L'Association canadienne des libertés civiles demande au gouvernement Trudeau de resserrer la loi sur la confidentialité des informations personnelles après que le site de rencontres Grindr eut partagé plus tôt cette semaine des renseignements sur son application concernant le statut sérologique de ses usagers homosexuels.

Un texte de Jean-Philippe Nadeau

Ron Rosenes n'a jamais hésité à afficher sa séropositivité sur les réseaux sociaux. « Ma vie est un livre ouvert », se plaît-il à répéter. Le sexagénaire est un ancien habitué de l'application Grindr, qu'il n'utilise toutefois plus. Il parle de conscience sociale.

Le Torontois ajoute que beaucoup de gais ressentent aujourd'hui l'obligation de dévoiler leur statut sérologique pour éviter notamment de faire l'objet d'accusations criminelles.

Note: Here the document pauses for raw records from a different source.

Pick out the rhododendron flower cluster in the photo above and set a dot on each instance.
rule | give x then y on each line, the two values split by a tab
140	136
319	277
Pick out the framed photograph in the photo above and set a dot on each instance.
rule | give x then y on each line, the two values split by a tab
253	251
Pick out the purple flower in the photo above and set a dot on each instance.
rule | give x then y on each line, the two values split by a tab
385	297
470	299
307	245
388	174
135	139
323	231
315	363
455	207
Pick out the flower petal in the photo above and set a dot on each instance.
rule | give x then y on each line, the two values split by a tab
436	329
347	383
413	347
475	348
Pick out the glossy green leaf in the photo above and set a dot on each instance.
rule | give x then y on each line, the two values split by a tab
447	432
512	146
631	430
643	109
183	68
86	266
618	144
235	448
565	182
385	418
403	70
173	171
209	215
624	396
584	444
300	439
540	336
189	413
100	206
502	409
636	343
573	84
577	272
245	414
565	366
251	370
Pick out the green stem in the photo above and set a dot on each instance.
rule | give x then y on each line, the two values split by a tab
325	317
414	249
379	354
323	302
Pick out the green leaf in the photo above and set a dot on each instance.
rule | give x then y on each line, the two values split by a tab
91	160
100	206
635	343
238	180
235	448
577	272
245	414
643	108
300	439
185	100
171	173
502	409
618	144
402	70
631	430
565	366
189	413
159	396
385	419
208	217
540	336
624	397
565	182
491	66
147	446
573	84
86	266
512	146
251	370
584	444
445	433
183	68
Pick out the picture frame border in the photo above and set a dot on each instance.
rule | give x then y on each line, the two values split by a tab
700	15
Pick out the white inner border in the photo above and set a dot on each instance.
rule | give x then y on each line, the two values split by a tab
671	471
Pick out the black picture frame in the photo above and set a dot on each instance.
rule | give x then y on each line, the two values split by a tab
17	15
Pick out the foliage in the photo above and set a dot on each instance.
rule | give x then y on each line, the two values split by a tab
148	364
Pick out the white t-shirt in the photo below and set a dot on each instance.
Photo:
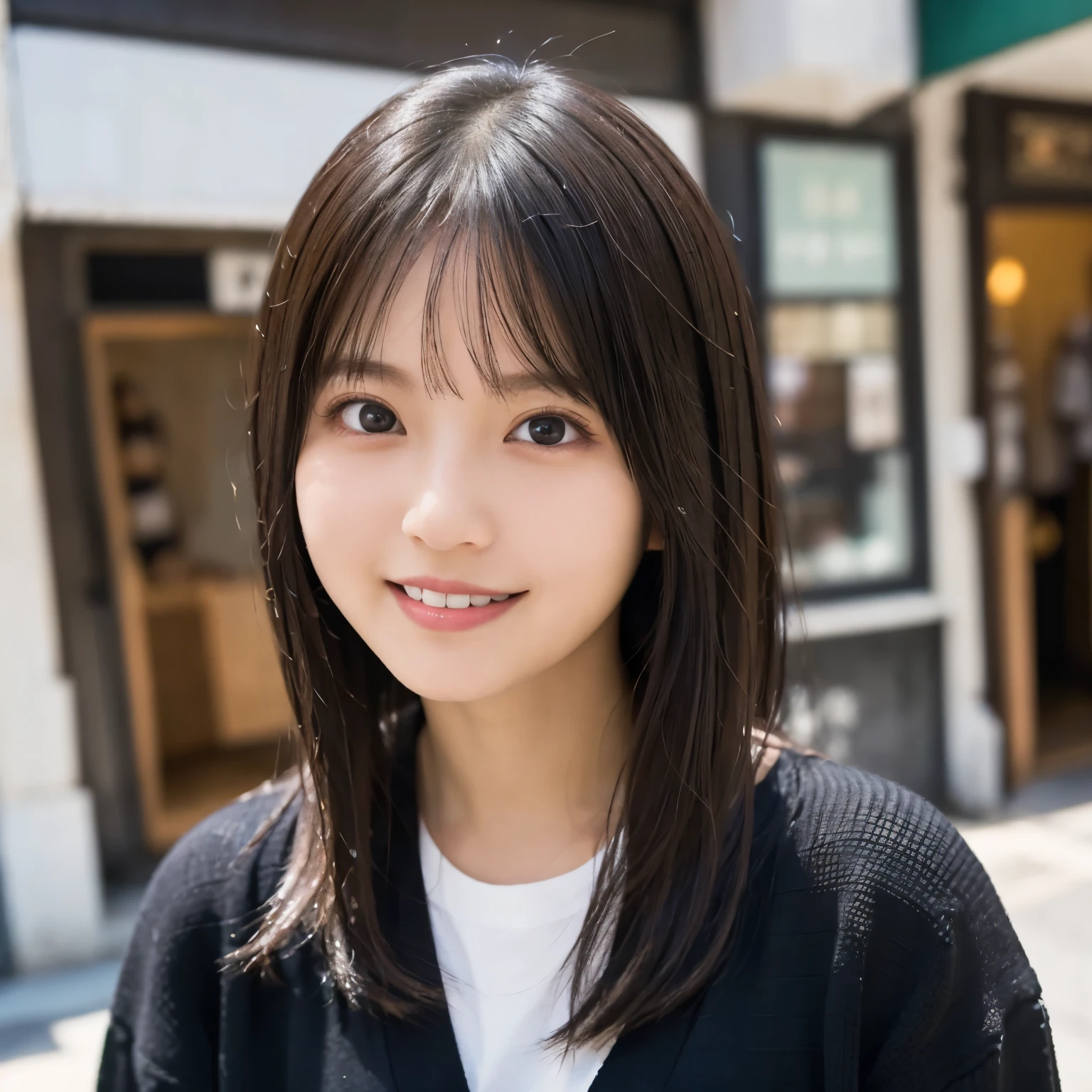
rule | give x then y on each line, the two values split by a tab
503	951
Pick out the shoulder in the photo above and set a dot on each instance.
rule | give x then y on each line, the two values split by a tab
863	835
228	865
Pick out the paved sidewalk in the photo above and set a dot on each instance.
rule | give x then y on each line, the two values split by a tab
1040	859
1039	854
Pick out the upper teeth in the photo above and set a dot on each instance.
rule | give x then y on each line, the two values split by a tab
432	599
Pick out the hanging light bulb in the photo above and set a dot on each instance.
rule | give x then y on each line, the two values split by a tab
1006	282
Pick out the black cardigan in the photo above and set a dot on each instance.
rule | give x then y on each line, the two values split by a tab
873	953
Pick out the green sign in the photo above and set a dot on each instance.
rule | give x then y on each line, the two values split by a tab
956	32
829	218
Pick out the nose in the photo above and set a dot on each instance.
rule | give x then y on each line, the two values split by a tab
448	511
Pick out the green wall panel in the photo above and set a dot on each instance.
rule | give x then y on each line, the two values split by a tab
955	32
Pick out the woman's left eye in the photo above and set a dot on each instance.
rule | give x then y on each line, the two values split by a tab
546	432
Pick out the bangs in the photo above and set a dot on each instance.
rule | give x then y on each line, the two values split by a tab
508	303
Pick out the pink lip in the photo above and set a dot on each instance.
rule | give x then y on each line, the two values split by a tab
450	619
454	587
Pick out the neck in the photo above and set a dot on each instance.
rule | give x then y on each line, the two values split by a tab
518	786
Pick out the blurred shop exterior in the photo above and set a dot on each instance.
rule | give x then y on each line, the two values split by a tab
152	153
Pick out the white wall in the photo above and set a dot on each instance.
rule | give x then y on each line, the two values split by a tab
48	862
136	132
127	130
825	59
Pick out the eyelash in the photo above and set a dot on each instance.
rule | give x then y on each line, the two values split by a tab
578	423
567	415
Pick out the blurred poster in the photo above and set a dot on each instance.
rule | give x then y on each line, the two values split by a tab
829	222
873	410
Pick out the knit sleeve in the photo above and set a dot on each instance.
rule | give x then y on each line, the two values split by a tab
164	1022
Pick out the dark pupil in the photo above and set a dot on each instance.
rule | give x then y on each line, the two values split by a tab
546	429
376	417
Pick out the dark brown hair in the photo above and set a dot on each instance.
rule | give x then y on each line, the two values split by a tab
589	248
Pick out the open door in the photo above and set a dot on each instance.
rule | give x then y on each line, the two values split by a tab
208	707
1030	191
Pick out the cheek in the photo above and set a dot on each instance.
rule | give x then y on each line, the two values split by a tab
581	534
340	509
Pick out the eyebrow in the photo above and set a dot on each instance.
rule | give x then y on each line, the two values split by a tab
350	368
511	385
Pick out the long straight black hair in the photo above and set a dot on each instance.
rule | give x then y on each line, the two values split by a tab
574	236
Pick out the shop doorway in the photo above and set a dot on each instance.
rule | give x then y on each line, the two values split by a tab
209	713
1031	173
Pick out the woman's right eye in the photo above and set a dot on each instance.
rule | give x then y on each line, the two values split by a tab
368	417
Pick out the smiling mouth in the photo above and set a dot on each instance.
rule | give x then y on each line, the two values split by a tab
454	601
454	606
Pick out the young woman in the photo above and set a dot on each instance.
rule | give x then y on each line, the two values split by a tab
518	518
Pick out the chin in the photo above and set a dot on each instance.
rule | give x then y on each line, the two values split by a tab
454	682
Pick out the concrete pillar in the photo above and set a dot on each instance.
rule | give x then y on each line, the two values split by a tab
48	854
973	735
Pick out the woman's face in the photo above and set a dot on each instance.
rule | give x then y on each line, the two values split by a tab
473	541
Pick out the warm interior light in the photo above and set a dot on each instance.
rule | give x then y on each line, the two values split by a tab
1006	282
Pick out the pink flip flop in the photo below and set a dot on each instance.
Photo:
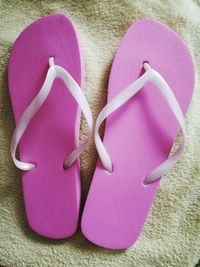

Ron Rosenes se dit toutefois très inquiet d'avoir appris que les renseignements personnels de certains utilisateurs de Grindr ont été partagés avec les firmes Apptimize et Localytics pour optimiser l'application du populaire site de rencontre pour hommes gais. Grindr compte 3,6 millions d'usagers dans le monde.

M. Rosenes ignore toutefois si ses propres renseignements font partie du lot des informations qui ont été données aux deux sociétés. « Ces compagnies comme Grindr et Facebook n'ont souvent pas tout le contrôle qu'elles pensent avoir avec des tierces parties qui peuvent soit se faire pirater, soit perdre des renseignements, soit les vendre ou les partager à nouveau avec d'autres parties. »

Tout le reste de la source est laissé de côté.